One of this week’s other characters has not been so fortunate when it comes to cancer. Seventeen-year-old Julie Schroeder (Betsy Coates) has just come home after receiving radiation therapy for Hodgkin’s disease. The doctors have said her treatment options are at an end, so Sister Hilda is assigned to dress her radiation burns and make her more comfortable.
While on her first home visit, Sister Hilda finds that Mrs. Schroeder (Kerry Godliman) is not facing up to the terminal nature of her daughter’s condition. Not only that, she’s pregnant and, according to her husband, hasn’t been seen by a nurse for six months. Lucille joins the Schroeder family health team as the lead midwife and she and Hilda encourage Julie to take part in both the impending birth of her baby sister and the Ballroom of Hope dance (i.e. make the most of whatever time she has left.)
But the sequined dress and fancy shoes appear to be all for naught when Julie urgently requires a transfusion for anemia. Dr. Turner goes above the call of duty and transports her to the hospital himself, making it possible for Julie to get to the ball on time. And in classic Call the Midwife fashion, Julie’s stepdad has found a way to express his love for her by repairing the damaged mirror ball and spinning her around the floor in his arms during the father-daughter dance.
The most dramatic storyline of the night of course was the fate of Valerie’s gran. Trixie and Valerie fulfill their due diligence and report Elsie’s criminal activity to Sgt. Woolf, which leads to the elderly woman’s arrest. Elise pleads not guilty, telling the police that Teresa Banley, the young woman who Trixie and Val encountered in the filthy room above the pub, tried to abort the baby herself. Liar, liar pants on fire!
This means the case goes to trial and Valerie has to testify against her own grandmother.

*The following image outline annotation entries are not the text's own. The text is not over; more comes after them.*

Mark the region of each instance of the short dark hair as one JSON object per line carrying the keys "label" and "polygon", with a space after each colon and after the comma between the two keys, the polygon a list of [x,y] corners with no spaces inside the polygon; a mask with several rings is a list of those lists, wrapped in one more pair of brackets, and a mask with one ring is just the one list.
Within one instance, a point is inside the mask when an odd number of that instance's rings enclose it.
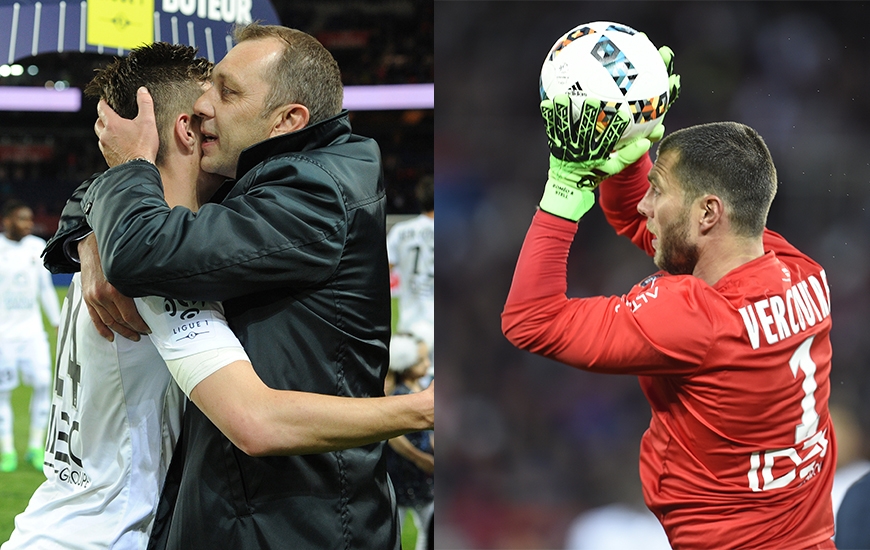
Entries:
{"label": "short dark hair", "polygon": [[18,199],[9,199],[3,203],[3,219],[5,220],[9,216],[11,216],[16,210],[21,208],[30,208],[24,201],[20,201]]}
{"label": "short dark hair", "polygon": [[284,53],[275,60],[266,80],[271,90],[263,116],[288,103],[308,107],[309,124],[334,117],[341,112],[344,88],[338,62],[323,44],[308,33],[280,25],[249,23],[233,29],[236,43],[245,40],[277,38],[284,42]]}
{"label": "short dark hair", "polygon": [[659,144],[658,154],[673,151],[673,172],[687,201],[710,193],[729,209],[738,235],[757,237],[776,195],[776,167],[764,139],[737,122],[713,122],[677,130]]}
{"label": "short dark hair", "polygon": [[154,117],[160,146],[157,163],[170,143],[172,123],[179,113],[193,114],[193,104],[202,95],[202,84],[211,77],[212,63],[196,57],[196,48],[155,42],[135,48],[127,57],[116,57],[97,69],[84,89],[87,97],[105,99],[116,113],[133,119],[139,113],[136,90],[148,88],[154,99]]}
{"label": "short dark hair", "polygon": [[435,211],[435,178],[423,176],[417,182],[417,203],[421,212]]}

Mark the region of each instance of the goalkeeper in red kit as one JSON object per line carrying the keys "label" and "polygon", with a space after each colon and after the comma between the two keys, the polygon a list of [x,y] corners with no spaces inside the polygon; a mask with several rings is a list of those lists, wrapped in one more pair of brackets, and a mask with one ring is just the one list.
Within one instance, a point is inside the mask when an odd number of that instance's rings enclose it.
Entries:
{"label": "goalkeeper in red kit", "polygon": [[[703,124],[664,137],[652,164],[648,139],[613,150],[627,115],[602,131],[599,102],[575,107],[578,120],[568,96],[541,104],[549,178],[505,336],[638,376],[652,409],[644,499],[674,548],[834,548],[830,291],[818,263],[765,228],[767,146],[743,124]],[[623,296],[568,298],[568,252],[599,184],[608,222],[661,271]]]}

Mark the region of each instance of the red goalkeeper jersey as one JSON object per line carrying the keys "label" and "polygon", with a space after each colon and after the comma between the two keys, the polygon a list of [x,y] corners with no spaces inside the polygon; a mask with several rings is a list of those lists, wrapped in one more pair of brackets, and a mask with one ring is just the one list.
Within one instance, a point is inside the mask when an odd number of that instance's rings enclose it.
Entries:
{"label": "red goalkeeper jersey", "polygon": [[[653,253],[644,157],[601,186],[608,221]],[[624,296],[566,297],[577,225],[539,211],[502,314],[516,346],[639,376],[652,409],[644,498],[675,548],[807,548],[834,535],[825,271],[780,235],[715,285],[658,272]]]}

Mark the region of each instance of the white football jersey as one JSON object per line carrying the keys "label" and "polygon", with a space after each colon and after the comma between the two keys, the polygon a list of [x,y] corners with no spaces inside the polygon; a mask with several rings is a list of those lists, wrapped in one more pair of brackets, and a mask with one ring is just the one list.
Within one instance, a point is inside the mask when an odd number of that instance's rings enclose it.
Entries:
{"label": "white football jersey", "polygon": [[45,337],[39,304],[53,326],[60,320],[57,293],[40,255],[45,241],[27,235],[13,241],[0,233],[0,339]]}
{"label": "white football jersey", "polygon": [[399,272],[399,331],[435,323],[435,220],[419,215],[387,234],[387,257]]}
{"label": "white football jersey", "polygon": [[184,407],[164,359],[239,343],[220,304],[147,297],[136,305],[151,338],[109,342],[73,277],[58,336],[48,479],[2,550],[147,547]]}

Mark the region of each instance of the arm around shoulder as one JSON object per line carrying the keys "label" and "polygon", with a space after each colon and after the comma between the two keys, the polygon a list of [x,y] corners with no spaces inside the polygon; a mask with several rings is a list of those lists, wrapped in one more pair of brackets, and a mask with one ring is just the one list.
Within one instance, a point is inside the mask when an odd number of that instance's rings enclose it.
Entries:
{"label": "arm around shoulder", "polygon": [[190,398],[251,456],[336,451],[435,425],[434,384],[416,394],[371,398],[281,391],[266,386],[247,361],[209,375]]}

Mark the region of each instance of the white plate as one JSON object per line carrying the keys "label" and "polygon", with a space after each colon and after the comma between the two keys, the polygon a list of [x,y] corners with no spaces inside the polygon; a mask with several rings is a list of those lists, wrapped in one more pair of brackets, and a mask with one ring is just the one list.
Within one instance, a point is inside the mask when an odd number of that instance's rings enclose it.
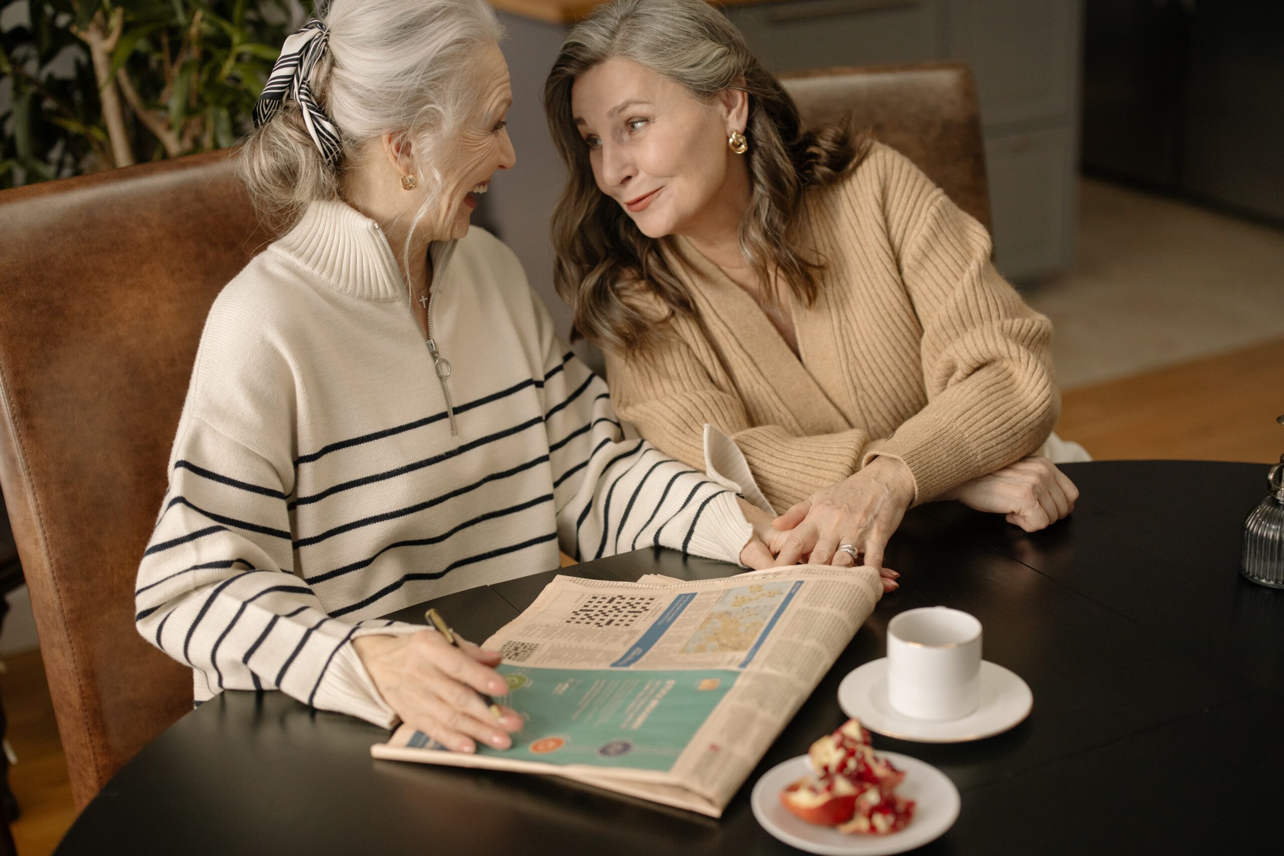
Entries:
{"label": "white plate", "polygon": [[871,732],[919,743],[966,743],[1007,732],[1027,716],[1035,697],[1021,678],[981,662],[981,705],[959,719],[930,723],[896,712],[887,701],[887,658],[867,662],[838,684],[838,706]]}
{"label": "white plate", "polygon": [[904,770],[905,780],[896,794],[913,800],[914,817],[900,832],[886,835],[849,835],[831,826],[817,826],[795,817],[781,805],[781,791],[805,775],[811,775],[811,762],[805,755],[777,764],[754,785],[750,805],[763,829],[791,847],[822,856],[881,856],[904,853],[936,841],[954,825],[959,816],[959,789],[944,773],[908,755],[877,752]]}

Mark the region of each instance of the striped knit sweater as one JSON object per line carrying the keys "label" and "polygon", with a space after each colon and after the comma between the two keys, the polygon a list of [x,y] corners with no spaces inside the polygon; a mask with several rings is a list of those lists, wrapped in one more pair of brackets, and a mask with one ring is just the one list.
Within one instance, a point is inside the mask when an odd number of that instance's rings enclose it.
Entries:
{"label": "striped knit sweater", "polygon": [[805,246],[827,262],[792,303],[800,357],[754,298],[690,241],[666,258],[696,317],[648,358],[607,354],[616,412],[673,457],[727,431],[783,511],[876,456],[904,461],[917,502],[1030,454],[1057,421],[1052,326],[990,263],[990,236],[917,167],[876,145],[809,194]]}
{"label": "striped knit sweater", "polygon": [[473,228],[433,258],[457,435],[393,254],[353,208],[312,205],[214,302],[135,594],[198,703],[281,689],[390,726],[351,640],[422,628],[375,616],[555,569],[559,547],[738,561],[740,483],[621,427],[503,244]]}

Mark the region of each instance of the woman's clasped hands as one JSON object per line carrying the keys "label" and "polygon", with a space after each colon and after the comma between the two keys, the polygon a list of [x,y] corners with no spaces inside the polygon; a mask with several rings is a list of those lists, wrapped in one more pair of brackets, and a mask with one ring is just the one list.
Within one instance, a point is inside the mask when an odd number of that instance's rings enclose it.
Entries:
{"label": "woman's clasped hands", "polygon": [[[914,499],[909,467],[896,458],[874,458],[774,518],[774,531],[761,531],[760,522],[746,512],[760,544],[755,547],[751,540],[741,561],[752,554],[759,563],[746,561],[751,567],[800,561],[838,567],[868,565],[878,569],[883,590],[891,592],[900,574],[883,567],[883,554]],[[977,511],[1005,515],[1009,524],[1032,533],[1068,516],[1079,489],[1049,459],[1034,456],[962,484],[940,499],[958,499]],[[760,563],[760,553],[769,553],[772,565]]]}

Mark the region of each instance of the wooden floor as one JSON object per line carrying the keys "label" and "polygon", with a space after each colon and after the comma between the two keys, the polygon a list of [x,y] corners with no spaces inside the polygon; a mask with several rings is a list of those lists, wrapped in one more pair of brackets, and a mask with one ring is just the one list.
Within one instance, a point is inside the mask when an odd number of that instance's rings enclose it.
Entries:
{"label": "wooden floor", "polygon": [[[1284,340],[1066,393],[1058,434],[1097,459],[1278,461],[1284,453]],[[1262,468],[1265,495],[1266,468]],[[39,652],[5,658],[10,783],[21,856],[53,852],[74,817]]]}
{"label": "wooden floor", "polygon": [[1284,453],[1281,413],[1284,339],[1066,393],[1057,434],[1098,461],[1266,463]]}
{"label": "wooden floor", "polygon": [[9,769],[9,787],[22,807],[22,816],[12,825],[13,839],[18,856],[45,856],[54,852],[76,819],[67,762],[40,652],[9,655],[4,665],[0,683],[9,715],[9,746],[18,756],[18,764]]}

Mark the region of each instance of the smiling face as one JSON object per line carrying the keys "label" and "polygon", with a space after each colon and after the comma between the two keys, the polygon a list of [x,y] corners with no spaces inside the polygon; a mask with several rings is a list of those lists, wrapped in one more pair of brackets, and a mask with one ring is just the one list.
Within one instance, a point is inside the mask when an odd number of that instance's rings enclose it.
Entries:
{"label": "smiling face", "polygon": [[571,114],[597,187],[648,237],[738,226],[749,171],[727,137],[743,131],[747,113],[743,92],[705,103],[620,58],[594,65],[571,87]]}
{"label": "smiling face", "polygon": [[460,128],[452,153],[452,168],[443,176],[443,221],[449,237],[469,232],[469,217],[478,207],[476,194],[485,193],[497,169],[511,169],[517,162],[512,141],[505,130],[505,117],[512,105],[508,64],[498,45],[487,45],[478,56],[480,96]]}

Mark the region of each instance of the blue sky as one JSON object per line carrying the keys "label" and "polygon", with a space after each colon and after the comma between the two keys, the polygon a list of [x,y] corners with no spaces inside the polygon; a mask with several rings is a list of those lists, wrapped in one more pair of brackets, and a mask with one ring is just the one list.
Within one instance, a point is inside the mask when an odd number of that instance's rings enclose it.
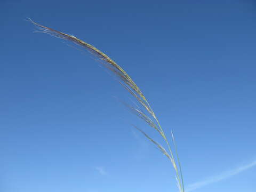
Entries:
{"label": "blue sky", "polygon": [[35,21],[105,52],[133,78],[166,134],[187,191],[256,191],[253,1],[2,1],[0,191],[178,191],[171,164],[115,99],[93,57]]}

The Dyer family turns against her including her cousin Maureen who comes to the clinic to berate Val for being a “stuck-up turncoat”. Lucille puts her bossy pants on and ejects the woman from the premises for being disrespectful to a uniformed professional.
In fact, all the residents of Nonnatus House have Nurse Dyer’s back, including Sister Julienne who accompanies her to court saying,
“Where would I be, if not alongside you? You were born into our hands. Your trials are ours.”
On the stand, Trixie goes rather overboard dragging her friend Jeannie’s death into the middle of things thus undermining her expert testimony. But just as it looks as though Val will have to give evidence against her beloved grandmother, Sister Monica Joan shows up with a new witness. She and Sister Frances have tracked down Cath Hindman (from the season's first episode) and persuaded her to identify Elsie as her abortionist and share with the court the ordeal that followed her procedure.
After this testimony, Elise changes her plea to guilty which releases Valerie from having to take the stand. She is sentenced to a six-year prison term, which will likely be most, if not the rest, of her life. She and Valerie talk things out before she’s sent away. Elsie seems at peace with the outcome saying it’s just the way the world works and implores her granddaughter to do more.
“Until you girls, with all your training and all your learning, sort something out with the men who make the law, there'll be names being whispered and money changing hands in every backstreet in England!”
Perhaps once Val has some time to recover from of the personal upheaval that resulted from these events, she’ll find purpose in advocating for changes in women’s reproductive rights. Trixie certainly seems to be on that track with her efforts to bring a women’s advice center to Poplar. How timely and disheartening it is that over fifty years later these issues are circling back again.
So there we have it, another season of Call the Midwife is done and dusted. This is our last chance to talk things over before we depart Poplar for a while. What were your highlights of the season – favorite characters, performances and plotlines? Did anything fall flat in your opinion? The comments await your final evaluations!